What it argues
The Boys in the Boat is the story of the University of Washington crew team that won the gold medal at the 1936 Berlin Olympics, defeating Nazi Germany's squad on Hitler's home course. Daniel James Brown focuses primarily on Joe Rantz, a rower who had been effectively abandoned by his family during the Great Depression and who found, in the boat, a form of belonging he had never known. The book moves between Rantz's personal history, the technical world of competitive rowing, and the political theater of the Berlin Games.

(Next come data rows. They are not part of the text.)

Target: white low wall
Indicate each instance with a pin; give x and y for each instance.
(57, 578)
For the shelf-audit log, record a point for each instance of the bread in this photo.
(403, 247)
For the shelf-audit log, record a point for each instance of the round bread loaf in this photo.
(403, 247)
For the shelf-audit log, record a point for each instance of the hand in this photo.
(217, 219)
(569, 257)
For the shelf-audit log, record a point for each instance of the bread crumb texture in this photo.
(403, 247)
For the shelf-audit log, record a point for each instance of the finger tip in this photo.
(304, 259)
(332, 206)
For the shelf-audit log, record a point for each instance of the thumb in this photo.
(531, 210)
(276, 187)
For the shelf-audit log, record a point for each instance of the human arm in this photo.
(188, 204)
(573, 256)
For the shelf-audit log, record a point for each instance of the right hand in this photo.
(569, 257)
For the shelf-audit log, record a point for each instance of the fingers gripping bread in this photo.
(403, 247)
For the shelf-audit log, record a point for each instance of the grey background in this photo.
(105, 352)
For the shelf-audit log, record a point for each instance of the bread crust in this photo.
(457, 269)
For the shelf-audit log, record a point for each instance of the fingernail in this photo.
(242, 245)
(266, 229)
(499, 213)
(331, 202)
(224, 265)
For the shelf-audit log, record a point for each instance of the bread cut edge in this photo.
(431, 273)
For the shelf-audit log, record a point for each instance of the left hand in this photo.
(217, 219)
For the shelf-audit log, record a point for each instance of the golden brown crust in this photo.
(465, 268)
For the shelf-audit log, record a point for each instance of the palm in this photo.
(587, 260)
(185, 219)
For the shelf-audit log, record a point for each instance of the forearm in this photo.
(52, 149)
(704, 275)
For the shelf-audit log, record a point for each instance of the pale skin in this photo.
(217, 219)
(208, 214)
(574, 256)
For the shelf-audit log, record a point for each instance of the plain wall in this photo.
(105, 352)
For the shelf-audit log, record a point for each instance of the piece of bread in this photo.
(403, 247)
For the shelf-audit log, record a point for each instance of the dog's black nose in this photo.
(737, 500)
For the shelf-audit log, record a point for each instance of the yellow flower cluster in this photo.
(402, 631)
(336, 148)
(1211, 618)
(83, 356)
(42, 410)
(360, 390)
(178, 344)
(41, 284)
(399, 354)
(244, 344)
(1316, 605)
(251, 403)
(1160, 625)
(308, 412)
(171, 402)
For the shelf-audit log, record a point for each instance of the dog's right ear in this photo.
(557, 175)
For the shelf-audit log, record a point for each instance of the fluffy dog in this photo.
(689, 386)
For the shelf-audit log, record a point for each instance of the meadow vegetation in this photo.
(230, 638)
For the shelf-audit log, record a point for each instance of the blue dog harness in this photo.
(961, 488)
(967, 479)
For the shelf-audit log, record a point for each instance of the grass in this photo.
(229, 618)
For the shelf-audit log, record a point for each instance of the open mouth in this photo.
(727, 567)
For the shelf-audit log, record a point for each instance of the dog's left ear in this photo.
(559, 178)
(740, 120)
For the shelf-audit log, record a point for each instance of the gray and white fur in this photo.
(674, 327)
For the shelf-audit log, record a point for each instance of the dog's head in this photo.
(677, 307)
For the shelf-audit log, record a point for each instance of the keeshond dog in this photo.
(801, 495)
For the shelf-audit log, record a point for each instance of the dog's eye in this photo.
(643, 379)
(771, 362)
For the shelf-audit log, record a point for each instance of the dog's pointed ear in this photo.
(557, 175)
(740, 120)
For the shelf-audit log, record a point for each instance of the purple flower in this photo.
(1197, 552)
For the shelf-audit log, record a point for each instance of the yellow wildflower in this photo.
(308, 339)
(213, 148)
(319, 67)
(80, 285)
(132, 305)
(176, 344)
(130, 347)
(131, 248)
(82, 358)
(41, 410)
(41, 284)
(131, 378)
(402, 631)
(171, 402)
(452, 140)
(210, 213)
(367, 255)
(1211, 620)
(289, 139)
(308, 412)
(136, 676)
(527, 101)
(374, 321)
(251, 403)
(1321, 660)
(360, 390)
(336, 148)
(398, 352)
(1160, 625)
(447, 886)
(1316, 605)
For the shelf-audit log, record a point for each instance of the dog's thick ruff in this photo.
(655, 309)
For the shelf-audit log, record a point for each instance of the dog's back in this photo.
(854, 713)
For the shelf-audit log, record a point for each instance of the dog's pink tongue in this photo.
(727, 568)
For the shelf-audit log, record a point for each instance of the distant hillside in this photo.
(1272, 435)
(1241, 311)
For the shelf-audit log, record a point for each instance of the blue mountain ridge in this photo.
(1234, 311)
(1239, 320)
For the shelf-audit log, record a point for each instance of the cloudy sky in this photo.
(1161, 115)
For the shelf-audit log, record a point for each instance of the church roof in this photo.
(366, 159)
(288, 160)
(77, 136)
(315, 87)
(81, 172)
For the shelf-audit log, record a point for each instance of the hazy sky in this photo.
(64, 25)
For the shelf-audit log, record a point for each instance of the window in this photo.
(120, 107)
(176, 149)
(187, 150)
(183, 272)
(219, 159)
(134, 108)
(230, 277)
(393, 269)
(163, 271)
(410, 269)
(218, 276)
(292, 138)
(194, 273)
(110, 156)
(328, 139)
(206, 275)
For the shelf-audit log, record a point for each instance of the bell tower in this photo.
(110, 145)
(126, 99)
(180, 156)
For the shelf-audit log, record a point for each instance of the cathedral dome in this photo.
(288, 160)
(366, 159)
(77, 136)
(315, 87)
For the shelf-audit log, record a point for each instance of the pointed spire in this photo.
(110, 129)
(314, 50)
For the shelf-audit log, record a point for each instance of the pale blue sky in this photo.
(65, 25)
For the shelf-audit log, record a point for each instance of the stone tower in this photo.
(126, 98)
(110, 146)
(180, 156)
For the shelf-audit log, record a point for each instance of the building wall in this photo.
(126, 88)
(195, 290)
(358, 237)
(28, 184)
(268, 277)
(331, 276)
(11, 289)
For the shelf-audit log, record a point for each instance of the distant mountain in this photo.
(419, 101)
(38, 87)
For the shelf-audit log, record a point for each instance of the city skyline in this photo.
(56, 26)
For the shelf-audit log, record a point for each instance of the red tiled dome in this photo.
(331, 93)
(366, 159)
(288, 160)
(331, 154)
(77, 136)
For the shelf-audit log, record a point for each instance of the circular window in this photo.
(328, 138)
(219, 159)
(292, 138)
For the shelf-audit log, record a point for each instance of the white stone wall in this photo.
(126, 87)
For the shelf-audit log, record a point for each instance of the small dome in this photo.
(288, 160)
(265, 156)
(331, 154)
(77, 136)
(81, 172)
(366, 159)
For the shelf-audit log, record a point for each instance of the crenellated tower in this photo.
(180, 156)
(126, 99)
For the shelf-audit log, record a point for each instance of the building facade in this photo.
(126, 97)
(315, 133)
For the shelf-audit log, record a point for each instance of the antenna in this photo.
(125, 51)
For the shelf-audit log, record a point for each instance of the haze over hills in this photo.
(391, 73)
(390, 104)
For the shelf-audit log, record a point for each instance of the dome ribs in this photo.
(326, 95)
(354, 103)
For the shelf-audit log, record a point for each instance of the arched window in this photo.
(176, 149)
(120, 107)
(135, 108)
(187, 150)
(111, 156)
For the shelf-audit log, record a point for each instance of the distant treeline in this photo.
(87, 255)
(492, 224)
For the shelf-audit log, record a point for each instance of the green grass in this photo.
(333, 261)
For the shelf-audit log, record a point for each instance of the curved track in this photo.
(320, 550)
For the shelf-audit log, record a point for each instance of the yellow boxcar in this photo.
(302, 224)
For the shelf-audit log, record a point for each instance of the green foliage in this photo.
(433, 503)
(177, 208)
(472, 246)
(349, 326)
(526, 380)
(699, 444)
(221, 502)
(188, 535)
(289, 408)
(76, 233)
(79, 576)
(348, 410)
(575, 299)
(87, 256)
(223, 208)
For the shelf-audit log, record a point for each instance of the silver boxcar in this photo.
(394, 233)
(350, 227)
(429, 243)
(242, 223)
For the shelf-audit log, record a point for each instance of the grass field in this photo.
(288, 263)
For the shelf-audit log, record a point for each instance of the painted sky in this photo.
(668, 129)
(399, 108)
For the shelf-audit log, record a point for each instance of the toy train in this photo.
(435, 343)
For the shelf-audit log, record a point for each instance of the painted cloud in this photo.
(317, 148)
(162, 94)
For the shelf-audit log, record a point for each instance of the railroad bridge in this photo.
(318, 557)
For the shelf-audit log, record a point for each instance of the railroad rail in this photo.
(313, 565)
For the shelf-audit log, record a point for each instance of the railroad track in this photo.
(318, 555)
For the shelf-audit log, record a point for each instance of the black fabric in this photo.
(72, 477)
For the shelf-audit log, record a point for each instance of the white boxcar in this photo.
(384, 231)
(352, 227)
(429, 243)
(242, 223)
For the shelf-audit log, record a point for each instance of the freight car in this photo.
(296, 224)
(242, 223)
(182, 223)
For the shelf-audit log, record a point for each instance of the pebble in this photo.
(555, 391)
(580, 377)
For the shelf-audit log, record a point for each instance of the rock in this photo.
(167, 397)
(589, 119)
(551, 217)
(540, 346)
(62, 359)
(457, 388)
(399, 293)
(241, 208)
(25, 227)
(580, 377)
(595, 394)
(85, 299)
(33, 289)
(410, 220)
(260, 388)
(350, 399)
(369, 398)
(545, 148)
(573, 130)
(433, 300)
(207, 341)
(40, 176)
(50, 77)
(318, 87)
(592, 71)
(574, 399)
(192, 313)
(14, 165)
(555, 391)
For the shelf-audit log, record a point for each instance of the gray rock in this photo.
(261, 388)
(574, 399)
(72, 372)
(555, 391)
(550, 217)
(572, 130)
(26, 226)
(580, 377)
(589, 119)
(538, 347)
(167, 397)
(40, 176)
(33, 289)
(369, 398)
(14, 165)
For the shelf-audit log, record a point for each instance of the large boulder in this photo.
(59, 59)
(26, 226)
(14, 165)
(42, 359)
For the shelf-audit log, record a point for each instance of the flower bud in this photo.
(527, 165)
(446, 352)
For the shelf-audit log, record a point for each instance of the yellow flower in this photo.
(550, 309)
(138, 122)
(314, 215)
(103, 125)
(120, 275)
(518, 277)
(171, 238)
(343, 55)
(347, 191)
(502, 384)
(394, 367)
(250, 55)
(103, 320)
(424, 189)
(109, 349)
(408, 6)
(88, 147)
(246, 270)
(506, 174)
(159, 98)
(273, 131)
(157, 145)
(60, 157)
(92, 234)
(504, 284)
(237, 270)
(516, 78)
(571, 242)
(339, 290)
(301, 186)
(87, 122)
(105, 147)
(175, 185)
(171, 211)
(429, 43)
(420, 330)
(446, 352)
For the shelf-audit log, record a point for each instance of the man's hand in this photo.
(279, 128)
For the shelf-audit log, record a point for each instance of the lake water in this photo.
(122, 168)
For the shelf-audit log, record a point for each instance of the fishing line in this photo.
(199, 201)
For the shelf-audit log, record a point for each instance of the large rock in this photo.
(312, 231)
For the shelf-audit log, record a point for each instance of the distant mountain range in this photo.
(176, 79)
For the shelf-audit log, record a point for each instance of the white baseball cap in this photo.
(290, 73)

Brown's portrait of Depression-era Washington State is one of the book's most affecting elements. These were not boys from wealthy families, as most college rowers of the era were. Many had worked in lumber camps and on farms, living in poverty while maintaining eligibility. Al Ulbrickson, their coach, is drawn as a reserved, demanding figure who saw in the Washington crew a particular quality — something beyond individual talent — that became visible only when all nine men found what the master boatbuilder George Pocock called "swing": the moment when individual effort disappears into collective motion.
What it gets right
- 1.
Competitive rowing at the elite level requires the subordination of individual timing to collective rhythm. 'Swing' — the condition Pocock described — is both a technical and a psychological state.
- 2.
The 1936 Washington crew was composed almost entirely of working-class boys from the Pacific Northwest who had been shaped by Depression poverty, logging work, and physical labor rather than prep school training.
- 3.
George Pocock, the English-born boatbuilder who made the Washington shells, served as a mentor to Joe Rantz and articulated a philosophy of rowing that the book treats as its moral center.
What it covers
Who wrote it
Daniel James Brown is an American author and writing instructor based in the San Francisco Bay Area. He has taught writing at Stanford University and worked as a technical writer and journalist. The Boys in the Boat, published in 2013, was his third book and his first major commercial success, spending more than four years on the New York Times bestseller list. It was adapted into a feature film directed by George Clooney, released in 2023. Brown's writing focuses on American history told through individual lives and physical endeavor.